- Gura Location in Punjab, India Gura Gura (India)
- Coordinates: 31°08′39″N 75°49′46″E﻿ / ﻿31.1442493°N 75.8294874°E
- Country: India
- State: Punjab
- District: Jalandhar

Government
- • Type: Panchayat raj
- • Body: Gram panchayat
- Elevation: 240 m (790 ft)

Population (2011)
- • Total: 1,108
- Sex ratio 603/505 ♂/♀

Languages
- • Official: Punjabi
- Time zone: UTC+5:30 (IST)
- PIN: 144418
- Telephone: 01826
- ISO 3166 code: IN-PB
- Vehicle registration: PB- 08
- Website: jalandhar.nic.in

= Gura, Jalandhar =

Gura is a village in Jalandhar district of Punjab State, India. It is located 8.3 km away from Goraya, 19 km from Phillaur, 36.6 km from district headquarter Jalandhar and 127 km from state capital Chandigarh. The village is administrated by a sarpanch who is an elected representative of village as per Panchayati raj (India).

== Demography ==
According to the report published by Census India in 2011, Gura has a total number of 231 houses and population of 1108 of which include 603 males and 505 females. Literacy rate of Gura is 80.16%, higher than state average of 75.84%. The population of children under the age of 6 years is 105 which is 9.48% of total population of Gura, and child sex ratio is approximately 750 lower than state average of 897.
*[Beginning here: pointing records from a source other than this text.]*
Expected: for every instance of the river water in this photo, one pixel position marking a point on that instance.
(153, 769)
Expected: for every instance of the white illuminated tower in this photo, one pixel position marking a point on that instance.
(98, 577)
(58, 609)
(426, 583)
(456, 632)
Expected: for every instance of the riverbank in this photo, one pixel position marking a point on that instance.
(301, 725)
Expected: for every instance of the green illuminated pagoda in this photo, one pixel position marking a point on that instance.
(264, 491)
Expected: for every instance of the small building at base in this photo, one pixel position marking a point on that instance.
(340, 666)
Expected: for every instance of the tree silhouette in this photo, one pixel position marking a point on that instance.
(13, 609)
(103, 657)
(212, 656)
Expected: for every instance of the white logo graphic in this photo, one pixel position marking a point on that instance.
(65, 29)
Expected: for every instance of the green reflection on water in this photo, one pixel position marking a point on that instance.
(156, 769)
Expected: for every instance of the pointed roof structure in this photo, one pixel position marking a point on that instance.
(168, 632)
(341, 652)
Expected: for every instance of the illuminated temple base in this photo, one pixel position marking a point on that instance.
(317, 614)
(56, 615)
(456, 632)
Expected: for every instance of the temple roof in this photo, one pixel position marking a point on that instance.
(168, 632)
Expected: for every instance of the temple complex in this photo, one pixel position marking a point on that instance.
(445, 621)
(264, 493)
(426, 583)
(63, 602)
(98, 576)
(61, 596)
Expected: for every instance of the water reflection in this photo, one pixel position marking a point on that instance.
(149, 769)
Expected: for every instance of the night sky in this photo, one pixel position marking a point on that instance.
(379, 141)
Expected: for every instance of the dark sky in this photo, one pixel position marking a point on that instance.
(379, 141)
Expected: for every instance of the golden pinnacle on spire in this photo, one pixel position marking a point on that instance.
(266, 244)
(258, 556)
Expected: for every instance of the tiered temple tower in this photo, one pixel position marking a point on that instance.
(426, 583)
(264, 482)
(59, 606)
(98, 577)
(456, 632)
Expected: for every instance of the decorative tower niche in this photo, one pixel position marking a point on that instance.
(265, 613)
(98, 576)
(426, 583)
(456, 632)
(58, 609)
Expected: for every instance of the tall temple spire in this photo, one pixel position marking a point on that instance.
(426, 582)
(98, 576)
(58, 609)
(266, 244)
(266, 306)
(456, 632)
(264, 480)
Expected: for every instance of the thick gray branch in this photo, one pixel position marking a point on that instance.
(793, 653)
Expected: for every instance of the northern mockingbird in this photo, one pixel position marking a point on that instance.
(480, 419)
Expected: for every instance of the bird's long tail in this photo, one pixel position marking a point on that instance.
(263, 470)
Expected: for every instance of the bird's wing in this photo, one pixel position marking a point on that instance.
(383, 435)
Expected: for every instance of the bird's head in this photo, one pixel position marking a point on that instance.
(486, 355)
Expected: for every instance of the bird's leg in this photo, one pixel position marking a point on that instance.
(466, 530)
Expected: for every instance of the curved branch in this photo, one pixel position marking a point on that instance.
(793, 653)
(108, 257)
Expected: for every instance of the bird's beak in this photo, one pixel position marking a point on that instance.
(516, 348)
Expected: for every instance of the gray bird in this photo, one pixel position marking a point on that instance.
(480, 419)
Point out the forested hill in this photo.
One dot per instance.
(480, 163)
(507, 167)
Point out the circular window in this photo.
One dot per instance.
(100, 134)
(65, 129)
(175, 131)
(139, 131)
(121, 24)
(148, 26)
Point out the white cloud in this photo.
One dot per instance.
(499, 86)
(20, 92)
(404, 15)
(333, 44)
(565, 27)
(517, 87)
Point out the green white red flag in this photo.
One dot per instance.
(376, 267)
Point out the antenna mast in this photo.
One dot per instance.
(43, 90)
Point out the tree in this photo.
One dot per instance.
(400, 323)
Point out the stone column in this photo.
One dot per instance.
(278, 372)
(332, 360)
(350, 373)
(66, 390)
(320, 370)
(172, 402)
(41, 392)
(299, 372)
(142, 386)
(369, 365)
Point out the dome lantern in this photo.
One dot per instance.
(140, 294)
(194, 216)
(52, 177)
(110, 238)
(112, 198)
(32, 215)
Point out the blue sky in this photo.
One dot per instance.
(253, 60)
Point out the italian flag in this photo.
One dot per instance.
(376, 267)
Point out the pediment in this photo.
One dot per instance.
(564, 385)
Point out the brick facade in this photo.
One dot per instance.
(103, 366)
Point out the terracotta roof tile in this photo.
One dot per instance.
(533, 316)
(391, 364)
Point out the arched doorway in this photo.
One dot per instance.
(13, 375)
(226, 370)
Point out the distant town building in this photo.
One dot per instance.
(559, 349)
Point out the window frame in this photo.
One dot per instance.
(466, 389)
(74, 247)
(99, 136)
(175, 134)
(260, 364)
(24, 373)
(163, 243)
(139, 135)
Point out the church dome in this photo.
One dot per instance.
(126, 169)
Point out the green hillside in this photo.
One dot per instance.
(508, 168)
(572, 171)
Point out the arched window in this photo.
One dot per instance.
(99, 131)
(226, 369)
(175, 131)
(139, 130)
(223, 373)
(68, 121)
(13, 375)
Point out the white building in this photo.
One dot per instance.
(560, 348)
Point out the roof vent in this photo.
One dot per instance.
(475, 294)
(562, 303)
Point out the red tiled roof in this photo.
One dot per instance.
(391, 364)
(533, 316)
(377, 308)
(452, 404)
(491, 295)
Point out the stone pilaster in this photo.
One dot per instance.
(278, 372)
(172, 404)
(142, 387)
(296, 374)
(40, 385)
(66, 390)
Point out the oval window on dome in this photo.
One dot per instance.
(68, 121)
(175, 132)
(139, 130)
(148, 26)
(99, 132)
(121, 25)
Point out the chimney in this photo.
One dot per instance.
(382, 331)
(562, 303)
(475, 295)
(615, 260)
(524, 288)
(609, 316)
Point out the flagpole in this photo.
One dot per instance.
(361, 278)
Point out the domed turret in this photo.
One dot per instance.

Most of the people are from Schedule Caste which constitutes 69.49% of total population in Gura. The town does not have any Schedule Tribe population so far.
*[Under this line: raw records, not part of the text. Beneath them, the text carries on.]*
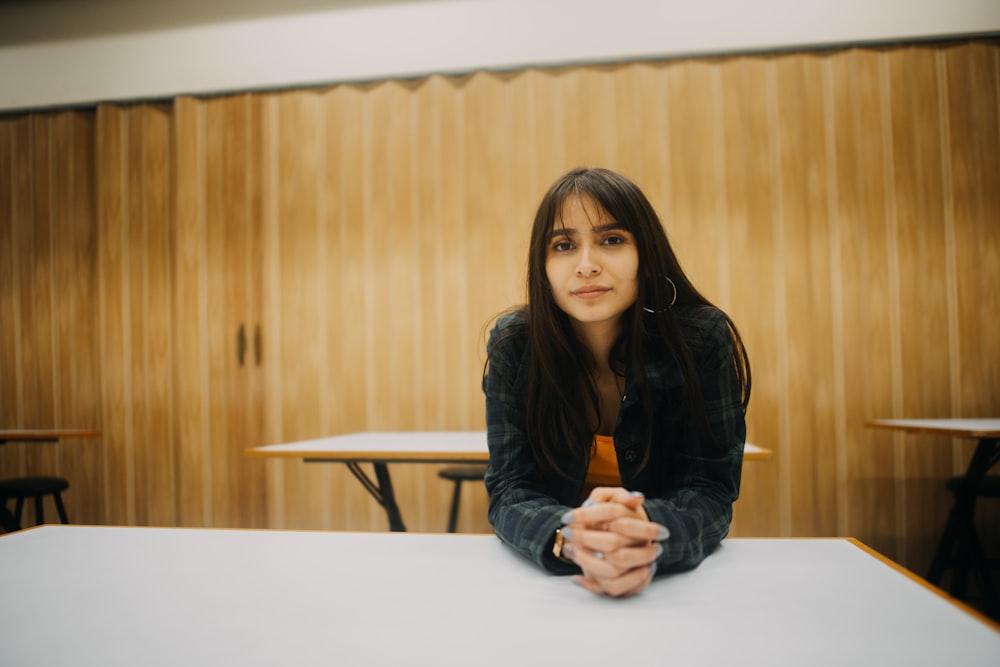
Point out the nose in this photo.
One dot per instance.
(588, 265)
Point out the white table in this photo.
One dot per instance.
(959, 535)
(381, 448)
(110, 596)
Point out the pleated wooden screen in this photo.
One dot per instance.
(841, 205)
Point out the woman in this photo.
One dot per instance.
(617, 390)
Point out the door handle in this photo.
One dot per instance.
(256, 344)
(241, 344)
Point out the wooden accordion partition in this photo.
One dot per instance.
(274, 266)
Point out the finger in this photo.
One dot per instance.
(613, 517)
(625, 585)
(629, 583)
(616, 563)
(634, 531)
(588, 583)
(597, 514)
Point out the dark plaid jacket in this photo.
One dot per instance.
(690, 483)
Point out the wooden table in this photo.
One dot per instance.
(959, 534)
(381, 448)
(36, 435)
(157, 597)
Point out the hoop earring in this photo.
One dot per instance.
(672, 301)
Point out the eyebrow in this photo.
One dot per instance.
(599, 229)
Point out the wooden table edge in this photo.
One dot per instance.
(895, 425)
(371, 457)
(975, 613)
(23, 435)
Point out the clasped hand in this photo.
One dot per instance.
(613, 541)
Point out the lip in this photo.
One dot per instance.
(590, 292)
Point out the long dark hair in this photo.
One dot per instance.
(562, 396)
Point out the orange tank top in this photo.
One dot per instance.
(603, 470)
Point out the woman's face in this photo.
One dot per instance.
(592, 263)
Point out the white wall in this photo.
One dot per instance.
(353, 41)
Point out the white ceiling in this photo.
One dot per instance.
(39, 21)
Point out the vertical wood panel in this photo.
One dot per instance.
(748, 178)
(74, 275)
(805, 225)
(191, 393)
(861, 211)
(920, 254)
(112, 271)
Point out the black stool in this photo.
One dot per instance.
(21, 488)
(459, 474)
(971, 557)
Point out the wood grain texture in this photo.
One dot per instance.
(841, 205)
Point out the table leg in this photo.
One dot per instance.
(7, 520)
(381, 491)
(960, 531)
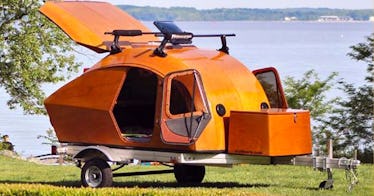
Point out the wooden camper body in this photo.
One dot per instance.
(136, 99)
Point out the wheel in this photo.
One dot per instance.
(326, 184)
(189, 173)
(96, 173)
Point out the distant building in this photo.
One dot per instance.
(292, 18)
(334, 19)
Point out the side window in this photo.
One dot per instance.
(135, 106)
(180, 98)
(270, 82)
(184, 94)
(185, 112)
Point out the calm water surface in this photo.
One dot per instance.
(291, 47)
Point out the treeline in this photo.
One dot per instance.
(192, 14)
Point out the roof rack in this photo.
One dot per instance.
(170, 32)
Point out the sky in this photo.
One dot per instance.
(211, 4)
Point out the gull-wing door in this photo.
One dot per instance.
(185, 112)
(85, 22)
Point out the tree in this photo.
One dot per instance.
(349, 120)
(33, 51)
(309, 93)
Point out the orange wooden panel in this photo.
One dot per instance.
(81, 111)
(274, 132)
(86, 22)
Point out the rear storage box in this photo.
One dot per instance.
(273, 132)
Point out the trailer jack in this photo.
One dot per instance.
(327, 164)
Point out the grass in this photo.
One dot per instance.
(20, 177)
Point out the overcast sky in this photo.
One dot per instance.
(210, 4)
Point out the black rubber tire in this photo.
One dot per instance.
(324, 185)
(189, 173)
(96, 173)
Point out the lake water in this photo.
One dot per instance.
(292, 47)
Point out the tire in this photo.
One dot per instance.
(189, 173)
(96, 173)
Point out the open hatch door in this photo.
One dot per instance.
(185, 112)
(86, 22)
(270, 81)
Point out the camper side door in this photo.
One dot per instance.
(185, 112)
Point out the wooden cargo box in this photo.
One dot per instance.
(273, 132)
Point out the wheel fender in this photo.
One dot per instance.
(92, 152)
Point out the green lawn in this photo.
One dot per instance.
(24, 178)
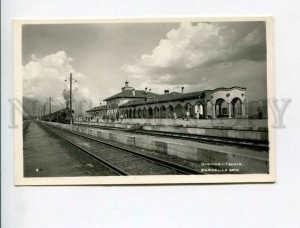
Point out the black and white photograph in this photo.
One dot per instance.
(141, 101)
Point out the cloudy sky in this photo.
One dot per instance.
(159, 56)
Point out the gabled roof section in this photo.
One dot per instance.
(173, 96)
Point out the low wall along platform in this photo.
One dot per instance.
(217, 155)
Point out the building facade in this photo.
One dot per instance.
(218, 103)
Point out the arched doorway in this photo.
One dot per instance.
(140, 114)
(179, 110)
(145, 113)
(199, 110)
(156, 112)
(221, 108)
(170, 111)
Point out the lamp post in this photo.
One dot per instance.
(71, 81)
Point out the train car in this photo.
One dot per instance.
(60, 116)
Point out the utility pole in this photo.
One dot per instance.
(50, 108)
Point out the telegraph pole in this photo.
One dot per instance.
(71, 82)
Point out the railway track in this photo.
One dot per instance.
(121, 160)
(253, 144)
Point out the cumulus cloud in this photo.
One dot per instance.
(45, 77)
(205, 55)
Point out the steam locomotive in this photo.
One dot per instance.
(61, 116)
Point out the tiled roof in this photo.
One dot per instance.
(97, 108)
(129, 94)
(173, 96)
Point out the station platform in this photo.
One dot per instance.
(220, 156)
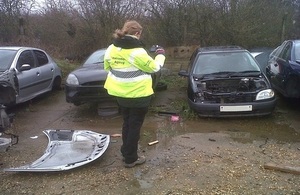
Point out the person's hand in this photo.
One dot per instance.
(160, 51)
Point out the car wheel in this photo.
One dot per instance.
(56, 84)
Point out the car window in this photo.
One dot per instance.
(96, 57)
(286, 52)
(26, 57)
(225, 62)
(297, 51)
(6, 58)
(41, 57)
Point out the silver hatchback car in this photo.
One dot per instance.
(25, 73)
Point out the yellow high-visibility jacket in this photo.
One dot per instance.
(129, 71)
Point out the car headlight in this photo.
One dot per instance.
(265, 94)
(72, 80)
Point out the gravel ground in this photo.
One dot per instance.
(200, 156)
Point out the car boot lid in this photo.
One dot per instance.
(67, 149)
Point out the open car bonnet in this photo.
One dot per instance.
(68, 149)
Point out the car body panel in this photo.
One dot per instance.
(226, 82)
(283, 69)
(67, 149)
(37, 78)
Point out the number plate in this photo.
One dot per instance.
(235, 108)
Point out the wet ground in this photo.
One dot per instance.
(193, 156)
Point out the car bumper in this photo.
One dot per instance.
(260, 108)
(83, 94)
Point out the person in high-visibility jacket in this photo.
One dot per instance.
(129, 79)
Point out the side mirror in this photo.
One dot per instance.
(25, 67)
(183, 73)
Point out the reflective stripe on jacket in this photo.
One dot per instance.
(129, 71)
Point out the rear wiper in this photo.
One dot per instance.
(214, 75)
(246, 73)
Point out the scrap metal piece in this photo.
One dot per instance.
(68, 149)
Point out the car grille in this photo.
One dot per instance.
(94, 83)
(229, 98)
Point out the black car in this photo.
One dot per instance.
(283, 69)
(86, 83)
(227, 81)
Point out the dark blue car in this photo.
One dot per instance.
(283, 69)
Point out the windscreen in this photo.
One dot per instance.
(225, 62)
(6, 58)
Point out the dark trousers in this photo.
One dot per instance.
(133, 119)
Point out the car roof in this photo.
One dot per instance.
(219, 49)
(16, 48)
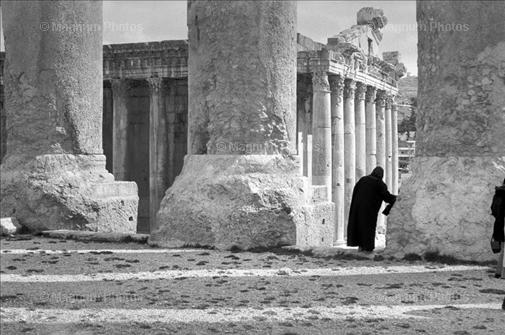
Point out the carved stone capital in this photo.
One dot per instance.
(360, 91)
(155, 84)
(349, 89)
(381, 98)
(390, 100)
(320, 81)
(371, 93)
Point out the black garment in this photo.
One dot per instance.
(367, 197)
(498, 211)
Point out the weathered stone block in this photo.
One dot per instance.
(9, 226)
(67, 192)
(432, 212)
(318, 228)
(234, 200)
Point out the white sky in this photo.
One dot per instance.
(141, 21)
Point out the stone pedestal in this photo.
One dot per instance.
(53, 175)
(460, 151)
(241, 183)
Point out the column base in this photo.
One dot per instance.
(66, 191)
(226, 201)
(445, 208)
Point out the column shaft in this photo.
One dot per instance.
(321, 130)
(349, 143)
(338, 177)
(371, 131)
(395, 165)
(119, 128)
(360, 130)
(54, 173)
(157, 148)
(381, 129)
(389, 142)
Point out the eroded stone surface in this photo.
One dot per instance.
(444, 207)
(53, 175)
(460, 150)
(233, 200)
(67, 192)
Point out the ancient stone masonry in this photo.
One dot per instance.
(247, 117)
(460, 156)
(53, 174)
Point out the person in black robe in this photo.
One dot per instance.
(498, 211)
(367, 197)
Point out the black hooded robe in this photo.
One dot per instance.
(498, 211)
(367, 197)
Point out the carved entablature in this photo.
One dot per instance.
(371, 93)
(349, 89)
(381, 98)
(144, 60)
(360, 91)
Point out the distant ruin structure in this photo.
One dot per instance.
(460, 148)
(53, 173)
(272, 155)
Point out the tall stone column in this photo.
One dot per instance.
(460, 151)
(54, 176)
(389, 141)
(321, 130)
(359, 112)
(119, 128)
(381, 128)
(349, 143)
(395, 164)
(241, 183)
(158, 175)
(371, 132)
(337, 144)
As per census 2011, 380 people were engaged in work activities out of the total population of Gura which includes 340 males and 40 females. According to census survey report 2011, 95% workers describe their work as main work and 5% workers are involved in marginal activity providing livelihood for less than 6 months.

== Transport ==
Goraya railway station is the nearest train station. However, Phagwara Junction train station is 13.5 km away from the village. The village is 50.3 km away from domestic airport in Ludhiana and the nearest international airport is located in Chandigarh also Sri Guru Ram Dass Jee International Airport is the second nearest airport which is 131 km away in Amritsar.